Change Your Image
nickmorgan02
Reviews
iZombie (2015)
More bon mots tan dead mots
iZombie owes more to Clueless, Friends and Kick-Ass than Resident Evil or The Walking Dead - so if you are just here for the gore you've come to the wrong place. Yes there are brain eating 'Romero' zombies that shuffle around with a hunger for your frontal lobe - but there's also 'Team Z', a set of high functioning Zombies that need brains to remain - errrr - high functioning.
Liv Moore (geddit) is one such high functioning Zombie. Working in a coroner's office she finds that eating the brains of the recently deceased gives her flashbacks that help her to solve crimes.
The script is sparkling and fast moving, Rose McIver (Liv) gives great Zombie and she's supported by a crew of talented actors making the most of excellent scripts.
It's a joy to watch and really, really funny.
Chalet Girl (2011)
I wanted to hate this
I wanted to hate this, I really did. I'm on the sharp end of a divorce so going into a romantic comedy for me, well it's like a vegan booking an abattoir weekend.
I was strong-armed into a preview show under the notion that it was Cinderella on a Snowboard and to a certain extent this is correct, Kim (Felicity Jones) is a downtrodden burger-queen-teen with zero prospects trapped in a co-dependent rut with her culinary incompetent dad (Bill Bailey) and nursing grief for her mother - who died in a car crash.
In a series of unlikely twists Kim lands a job as a Chalet Girl with super-rich family in beautiful Austria, enter Prince Charming (lush Ed Westwick) who is – horror show – engaged to somebody he like – so completely – doesn't love.
While romance runs its roller-coaster course Kim learns to snowboard and finds she's gifted – well to a point – because the psychological scaring of her mum's death holds her back from winning the local boarding trophy – and a very useful cash prize.
While the set-up is pure Cinderella the execution is all Rocky.
As Kim was fighting the odds I found myself rooting for her: when she crashed in the snow I felt her pain and when she got up and faced her demons I felt her determination, god I even cried at one point – in a quiet manly way.

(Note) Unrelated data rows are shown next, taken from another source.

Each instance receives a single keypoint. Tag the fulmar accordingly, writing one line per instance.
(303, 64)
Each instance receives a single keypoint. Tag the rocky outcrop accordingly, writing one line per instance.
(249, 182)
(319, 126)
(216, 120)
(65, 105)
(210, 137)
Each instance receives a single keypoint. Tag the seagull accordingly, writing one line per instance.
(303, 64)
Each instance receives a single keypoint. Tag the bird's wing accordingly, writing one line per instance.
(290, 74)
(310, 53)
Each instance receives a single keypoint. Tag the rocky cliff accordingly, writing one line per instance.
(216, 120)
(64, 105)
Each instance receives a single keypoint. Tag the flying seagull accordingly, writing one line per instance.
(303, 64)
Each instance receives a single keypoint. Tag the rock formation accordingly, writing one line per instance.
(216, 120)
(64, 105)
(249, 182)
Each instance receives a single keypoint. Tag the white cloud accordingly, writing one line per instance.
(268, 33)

There are plenty of clichés: including a tart who – guess what – grows a heart, but despite all of that I just found myself going along with it. No, not just going along with it, but loving it.
The success is partly down to a script that punches well above its weight: the sharp banter runs like this:
Posh Richard (Bill Nighy): (pointing at a helicopter) You ever been in one of these things? Kim: (impressed but ultra-cool) Yeah, we have one at home. This one's pretty small actually. Posh Richard: Do we pay extra for irony? Kim: No, the irony's free, it's the sarcasm you're paying for. Ironically...
But the success is mostly down to Felicity Jones - she's hardly off screen and start-to-finish she oozes a hypnotic charm that wraps itself around you from go. Then there's the scenery too. The snow and chalet scenes are shot in Austria, in particular St Anton where 'The Museum' is used for exterior shots of the posh chalet – well, they are stunning.
Between the location, Felicity and even (strangely enough) Ed Westwick I left the cinema with my love for humanity and indeed the world in much better shape than when I went in.
I'm still being divorced of course, but after the film I feel slightly better about the process.